Como é próprio do estado de Direito, toda a atividade desenvolvida na pendência da ação executiva está sujeita ao princípio da proporcionalidade, imanente do artigo 2º da CRP e com afloração legislativa expressa no artigo 735º, n.º 3, do CPC, do qual decorre que em processo executivo não devem ser impostos ao executado maiores encargos do que aqueles que se mostrem indispensáveis à obtenção daquele fim da obtenção da satisfação do direito do credor.
A caução consiste nas garantias que, por lei, decisão judicial ou negócio jurídico, são impostas ou autorizadas para assegurar o cumprimento de obrigações eventuais ou de amplitude indeterminada, destinando-se, em regra, a prevenir o cumprimento de obrigações que possam vir a ser assumidas por quem exerça uma certa função ou esteja adstrito à entrega de bens ou valores alheios.
Um dos casos em que está prevista a prestação de caução é para a obtenção da suspensão da execução no caso de interposição de oposição à execução ou à penhora.
Nessa espécie, a prestação de caução processa-se segundo as regras estabelecidas para o processo especial de prestação de caução, assumindo, no entanto, o carácter de incidente.
A lei atribui ao tribunal a função de apreciar a idoneidade da caução quando não haja acordo dos interessados sem, contudo, especificar quaisquer critérios para essa apreciação, para além da consideração da depreciação que os bens podem sofrer em consequência da venda forçada, bem como as despesas que esta pode acarretar.
A idoneidade da caução desdobra-se em duas condições essenciais e cumulativas: a propriedade, caracterizada pela adequação do modo da sua prestação à realização dos fins da caução, e a suficiência, caracterizada por assegurar a satisfação integral da obrigação de que é garantia.
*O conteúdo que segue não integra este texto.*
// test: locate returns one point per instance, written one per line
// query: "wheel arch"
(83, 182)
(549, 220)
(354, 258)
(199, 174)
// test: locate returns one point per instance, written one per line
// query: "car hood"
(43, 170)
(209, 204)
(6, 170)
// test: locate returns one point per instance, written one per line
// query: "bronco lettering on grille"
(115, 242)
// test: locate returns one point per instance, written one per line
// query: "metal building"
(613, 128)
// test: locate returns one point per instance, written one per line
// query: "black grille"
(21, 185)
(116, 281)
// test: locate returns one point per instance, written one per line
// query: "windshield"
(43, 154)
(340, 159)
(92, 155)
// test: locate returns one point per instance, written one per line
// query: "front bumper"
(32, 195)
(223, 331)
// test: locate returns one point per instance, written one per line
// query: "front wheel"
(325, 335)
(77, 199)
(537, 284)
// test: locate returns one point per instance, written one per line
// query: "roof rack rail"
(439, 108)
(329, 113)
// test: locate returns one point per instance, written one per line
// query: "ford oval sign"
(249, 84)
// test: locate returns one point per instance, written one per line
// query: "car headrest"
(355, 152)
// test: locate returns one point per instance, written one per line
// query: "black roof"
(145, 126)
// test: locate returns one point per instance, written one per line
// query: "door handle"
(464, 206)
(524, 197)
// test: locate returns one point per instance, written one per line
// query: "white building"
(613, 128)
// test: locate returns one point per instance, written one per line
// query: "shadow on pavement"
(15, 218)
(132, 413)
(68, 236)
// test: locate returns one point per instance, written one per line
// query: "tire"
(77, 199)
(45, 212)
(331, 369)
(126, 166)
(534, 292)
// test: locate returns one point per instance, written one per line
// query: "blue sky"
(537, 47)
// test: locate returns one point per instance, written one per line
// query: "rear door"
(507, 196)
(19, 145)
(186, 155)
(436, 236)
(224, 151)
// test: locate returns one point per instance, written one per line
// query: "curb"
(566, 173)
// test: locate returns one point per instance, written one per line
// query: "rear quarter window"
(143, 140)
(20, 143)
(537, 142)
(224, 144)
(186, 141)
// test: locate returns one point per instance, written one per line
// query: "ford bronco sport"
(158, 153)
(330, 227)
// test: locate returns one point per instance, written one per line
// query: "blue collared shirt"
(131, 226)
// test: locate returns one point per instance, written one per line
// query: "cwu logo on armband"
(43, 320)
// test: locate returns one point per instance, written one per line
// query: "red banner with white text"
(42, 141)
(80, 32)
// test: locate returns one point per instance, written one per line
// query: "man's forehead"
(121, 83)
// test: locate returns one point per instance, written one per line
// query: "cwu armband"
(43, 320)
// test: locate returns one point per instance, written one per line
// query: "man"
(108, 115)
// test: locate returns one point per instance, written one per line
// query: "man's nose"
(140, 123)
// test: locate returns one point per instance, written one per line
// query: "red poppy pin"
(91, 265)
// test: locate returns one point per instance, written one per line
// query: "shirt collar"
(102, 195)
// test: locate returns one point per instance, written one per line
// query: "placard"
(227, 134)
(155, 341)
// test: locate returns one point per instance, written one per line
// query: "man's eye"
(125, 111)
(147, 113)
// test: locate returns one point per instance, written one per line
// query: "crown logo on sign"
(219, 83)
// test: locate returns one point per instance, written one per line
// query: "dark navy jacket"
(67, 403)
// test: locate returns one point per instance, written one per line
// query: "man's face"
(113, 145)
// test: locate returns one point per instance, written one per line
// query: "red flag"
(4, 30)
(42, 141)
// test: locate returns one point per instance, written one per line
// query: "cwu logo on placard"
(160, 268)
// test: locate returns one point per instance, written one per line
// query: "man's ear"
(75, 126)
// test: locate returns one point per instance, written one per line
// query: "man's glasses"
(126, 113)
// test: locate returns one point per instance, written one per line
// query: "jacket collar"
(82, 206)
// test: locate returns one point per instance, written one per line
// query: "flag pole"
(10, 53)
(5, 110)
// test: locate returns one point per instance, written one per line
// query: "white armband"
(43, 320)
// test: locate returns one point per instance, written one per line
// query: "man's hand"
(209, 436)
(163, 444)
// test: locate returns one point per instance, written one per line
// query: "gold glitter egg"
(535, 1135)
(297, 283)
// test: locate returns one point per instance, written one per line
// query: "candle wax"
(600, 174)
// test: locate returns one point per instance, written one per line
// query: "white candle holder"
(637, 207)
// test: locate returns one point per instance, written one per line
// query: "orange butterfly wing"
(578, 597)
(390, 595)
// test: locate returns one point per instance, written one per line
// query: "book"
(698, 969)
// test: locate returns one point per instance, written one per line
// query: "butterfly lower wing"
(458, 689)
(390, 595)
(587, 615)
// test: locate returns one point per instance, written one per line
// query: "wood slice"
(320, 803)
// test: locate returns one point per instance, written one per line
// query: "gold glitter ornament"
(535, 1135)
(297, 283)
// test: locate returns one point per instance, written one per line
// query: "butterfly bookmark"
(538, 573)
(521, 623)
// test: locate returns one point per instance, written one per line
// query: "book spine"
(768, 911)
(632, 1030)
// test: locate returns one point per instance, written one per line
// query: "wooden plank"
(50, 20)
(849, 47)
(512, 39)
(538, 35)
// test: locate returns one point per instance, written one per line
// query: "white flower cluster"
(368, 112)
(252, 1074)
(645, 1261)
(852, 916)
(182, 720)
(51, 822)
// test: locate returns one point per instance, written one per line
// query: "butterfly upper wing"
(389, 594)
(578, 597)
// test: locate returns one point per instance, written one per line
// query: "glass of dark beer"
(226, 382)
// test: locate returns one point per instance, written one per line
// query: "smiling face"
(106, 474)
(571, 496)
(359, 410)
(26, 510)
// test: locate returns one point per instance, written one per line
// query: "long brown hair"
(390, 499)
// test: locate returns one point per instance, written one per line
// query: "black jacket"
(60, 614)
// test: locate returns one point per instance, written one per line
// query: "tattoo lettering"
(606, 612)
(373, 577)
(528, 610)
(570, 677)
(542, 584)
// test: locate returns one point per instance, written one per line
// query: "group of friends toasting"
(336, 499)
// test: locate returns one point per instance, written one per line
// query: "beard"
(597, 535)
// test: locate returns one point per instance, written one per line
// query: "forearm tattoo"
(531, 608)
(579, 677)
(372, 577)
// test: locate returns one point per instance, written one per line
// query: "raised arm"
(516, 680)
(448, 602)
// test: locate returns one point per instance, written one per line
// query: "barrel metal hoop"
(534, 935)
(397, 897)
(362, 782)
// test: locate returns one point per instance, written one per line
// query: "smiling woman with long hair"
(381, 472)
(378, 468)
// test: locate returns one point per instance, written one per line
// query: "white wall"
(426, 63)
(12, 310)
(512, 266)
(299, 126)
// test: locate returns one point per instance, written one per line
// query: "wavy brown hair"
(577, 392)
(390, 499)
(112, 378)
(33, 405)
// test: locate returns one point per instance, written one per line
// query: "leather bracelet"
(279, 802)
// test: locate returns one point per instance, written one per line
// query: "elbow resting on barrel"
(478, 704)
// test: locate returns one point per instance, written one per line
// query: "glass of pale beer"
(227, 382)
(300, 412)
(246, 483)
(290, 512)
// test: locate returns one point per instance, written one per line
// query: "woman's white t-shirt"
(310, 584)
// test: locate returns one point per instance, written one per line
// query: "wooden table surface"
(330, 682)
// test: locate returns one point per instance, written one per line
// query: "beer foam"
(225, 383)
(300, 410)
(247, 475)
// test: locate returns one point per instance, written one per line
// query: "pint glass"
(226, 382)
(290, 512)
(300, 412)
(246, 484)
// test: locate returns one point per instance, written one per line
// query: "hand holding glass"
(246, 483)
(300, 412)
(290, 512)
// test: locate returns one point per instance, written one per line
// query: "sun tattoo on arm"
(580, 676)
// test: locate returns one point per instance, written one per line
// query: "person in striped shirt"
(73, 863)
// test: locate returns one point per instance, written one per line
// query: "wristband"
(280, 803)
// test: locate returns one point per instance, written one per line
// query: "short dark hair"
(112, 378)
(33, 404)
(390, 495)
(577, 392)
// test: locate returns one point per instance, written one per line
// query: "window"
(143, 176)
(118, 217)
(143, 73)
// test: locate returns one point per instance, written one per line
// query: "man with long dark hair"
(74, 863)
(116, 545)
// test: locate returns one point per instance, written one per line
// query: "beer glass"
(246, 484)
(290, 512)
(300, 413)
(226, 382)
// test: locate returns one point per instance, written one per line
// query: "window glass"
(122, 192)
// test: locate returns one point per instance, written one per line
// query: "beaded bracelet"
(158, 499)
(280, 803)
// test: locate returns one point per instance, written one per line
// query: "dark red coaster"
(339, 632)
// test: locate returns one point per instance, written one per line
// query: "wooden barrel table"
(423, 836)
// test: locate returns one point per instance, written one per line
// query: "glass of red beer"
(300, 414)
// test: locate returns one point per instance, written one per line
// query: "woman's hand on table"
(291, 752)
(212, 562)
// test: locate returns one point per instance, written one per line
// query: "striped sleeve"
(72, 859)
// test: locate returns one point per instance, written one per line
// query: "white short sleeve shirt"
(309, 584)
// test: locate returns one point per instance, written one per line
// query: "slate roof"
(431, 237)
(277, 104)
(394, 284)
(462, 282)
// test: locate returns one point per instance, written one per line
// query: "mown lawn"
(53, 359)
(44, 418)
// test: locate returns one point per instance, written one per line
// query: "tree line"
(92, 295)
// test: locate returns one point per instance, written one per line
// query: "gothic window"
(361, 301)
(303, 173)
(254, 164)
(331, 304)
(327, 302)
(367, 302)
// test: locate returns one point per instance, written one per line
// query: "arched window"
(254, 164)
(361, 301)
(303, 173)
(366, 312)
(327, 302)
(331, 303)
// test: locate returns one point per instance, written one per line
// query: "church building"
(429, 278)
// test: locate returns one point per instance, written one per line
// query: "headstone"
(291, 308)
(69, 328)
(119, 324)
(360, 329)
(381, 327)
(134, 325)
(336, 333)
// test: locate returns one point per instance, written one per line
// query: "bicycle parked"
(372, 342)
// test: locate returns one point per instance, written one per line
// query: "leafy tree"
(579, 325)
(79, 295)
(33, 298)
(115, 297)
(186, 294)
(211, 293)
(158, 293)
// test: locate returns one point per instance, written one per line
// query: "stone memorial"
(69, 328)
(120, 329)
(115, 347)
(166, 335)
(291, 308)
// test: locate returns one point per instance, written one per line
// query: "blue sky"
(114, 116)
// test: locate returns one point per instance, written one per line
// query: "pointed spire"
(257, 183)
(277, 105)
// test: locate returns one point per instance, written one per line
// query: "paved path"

A prestação de caução pelo embargante para obter a suspensão da execução tem por finalidade acautelar o risco de dissipação do património do executado durante o período de suspensão da execução. Cautela essa que abrangerá, consoante as circunstâncias do caso, não só o assegurar do ressarcimento dos prejuízos sofridos pelo exequente com o atraso na satisfação da obrigação exequenda ou com a impossibilidade dessa, mas também garantir o pagamento do crédito exequendo.
A questão de saber se é adequada às finalidades da caução para a suspensão da execução garantia já anteriormente constituída – antes do processo ou através da penhora efetuada nos autos – levanta-se há muito na doutrina e na jurisprudência e tem sido controversa.
Assim, na jurisprudência tem sido acentuado que: “A caução, quando exigida por lei, deve constituir um «mais» em relação às garantias pré-existentes“. E, ainda, que enquanto condição para a suspensão, são-lhe “associadas finalidades específicas que vão além da garantia de pagamento da quantia exequenda, e que visam colocar o exequente a coberto dos riscos da demora no prosseguimento da ação executiva, obviando a que, por virtude de tal demora, o executado possa empreender manobras delapidatórias do seu património“.
Ou seja, a caução, para que seja eficaz, há-de ser idónea (isto é, prestada por meio adequado) e suficiente (apta a cobrir o crédito exequendo e demais acréscimos que resultem da suspensão do processo executivo).